The mature 109-amino-acid human platelet-derived growth factor B (PDGF-B) peptide is derived by intracellular processing from a 241-amino-acid precursor synthesized in mammalian cells, with removal of 81 N-terminal and 51 C-terminal amino acids. In order to produce directly the mature 109-amino acid PDGF-B peptide as a recombinant protein in Escherichia coli, a CGA codon at position 110 of a DNA sequence encoding the full-length precursor form of PDGF-B was converted into the translation termination codon TGA by in vitro mutagenesis. Expression of this DNA via a plasmid vector in E. coli resulted in production of two distinct PDGF-B proteins having apparent molecular masses of 15 and 19 kDa, with the latter species predominating. Structural characterization employing N- and C-terminal amino acid sequencing and MS analyses indicated that the 15 kDa protein is the expected 109-amino-acid PDGF-B, and that the 19 kDa protein represents a C-terminal extended PDGF-B containing 160 amino acids.

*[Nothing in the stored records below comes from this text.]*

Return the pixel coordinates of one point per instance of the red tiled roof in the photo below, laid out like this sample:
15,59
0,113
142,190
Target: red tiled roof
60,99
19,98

Characterization of a unique tryptic peptide derived from the 19 kDa protein revealed that this longer form of PDGF-B results from mistranslation of the introduced TGA termination codon at position 110 as tryptophan, with translation subsequently proceeding to the naturally occurring TAG termination codon at position 161. Owing to the high rate of translation readthrough of TGA codons in this and occasionally other proteins, it appears that the use of TGA as a translation termination codon for proteins to be expressed in E. coli should be avoided when possible.